A quick PSA to aspiring low-level Rust writers: the C ABI is dark and full of terrors. Today a friend and I made two uninformed assumptions about Rust's representation of types, and a world of sorrow followed. Thankfully, our errors were pretty minor and easy to deal with.

Lesson 1: Learn Your Rust representations

Rust has two neat little types for dealing with arrays: [A] and &[A]. The former represents the actual data: if I have an instance of [A] then I have some unknown number of instances of A in a row (if I knew how many I had at compile time,then I would just have an instance of [A; n] for some known number n). The latter represents a view of the data: if I have an &[A], then I have a pointer that points to some As in a row, along with a number which tells me how many As there are (again, if I knew how many there were at compile time, I would just have &[A; n] for some n).

Now, if you're silly like me, when you see &[A] you think 'that must be a pointer to a thing! Clearly I can return it from a Rust function, and just treat it like a pointer-returning C function!'. In particular, maybe you think that if you type this in Rust:

extern "C" fn foo(x: Bar) -> &'static [Baz]
{
    //things
}

Then you can type this in C:

extern slice_t *foo(bar_t x);

Haha no.

Maybe you can see where I'm going with this: if an &[A] has a pointer and a size, then we're actually returning a struct, something like

#[repr(C)]
struct Slice<A> {
    data: *mut A,
    size: usize,
}

So clearly our C signature is terribly wrong: we're going to return a struct, then interpret it as a pointer!

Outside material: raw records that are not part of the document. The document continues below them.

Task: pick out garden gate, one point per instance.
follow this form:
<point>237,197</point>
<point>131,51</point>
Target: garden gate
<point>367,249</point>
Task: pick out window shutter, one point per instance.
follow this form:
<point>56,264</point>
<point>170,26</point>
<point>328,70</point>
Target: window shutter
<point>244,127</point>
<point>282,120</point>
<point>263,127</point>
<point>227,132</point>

Hahaha no. It's worse than that.

Lesson 2: Learn Your C ABI Optimizations

We noticed something weird was happening when we saw something like the following:

In C:

bar_t b = bar_maker(5);
printf("%d\n", b.some_field); // prints 0xdeadbeef
foo(x);

In Rust:

extern "C" fn foo(b: Bar) -> &'static [Baz]
{
    println!("{}", b.some_field); //prints 0xf00d1234, what!?
    //things
}

What was going on?

When you were learning C, you probably noticed that no-one actually returns things, they just mutate things through some pointers they get given as arguments. No-one just returns structs directly from functions! But if you do, and you're on the right architecture, and if you've been very good, the C ABI has a nice little present for you: it will silently add a pointer parameter to the start of your parameter list, and expect your function to write its' output to that pointer.

So, this is what we told C our Rust function was:

extern slice_t *foo(bar_t b);

This is what Rust thought C thought our function was:

extern void foo(slice_t *slice_ret, bar_t b);

So all those times we called foo(x) from C, Rust would find some random stuff on the stack after b, assume that that that was our b: Bar instead, and then write complete garbage to wherever b 'points to'... and unsurprisingly fault!

The solution is the same in both cases: accurately present the function signature. It turns out if you write the following signature in C, it gets the same magical C ABI trick as our Rust function, which makes all the registers and stack variables line up:

extern slice_t foo(bar_t x);

Yep, the only difference between this super correct signature and our original super silly one is a single, lonely '*'.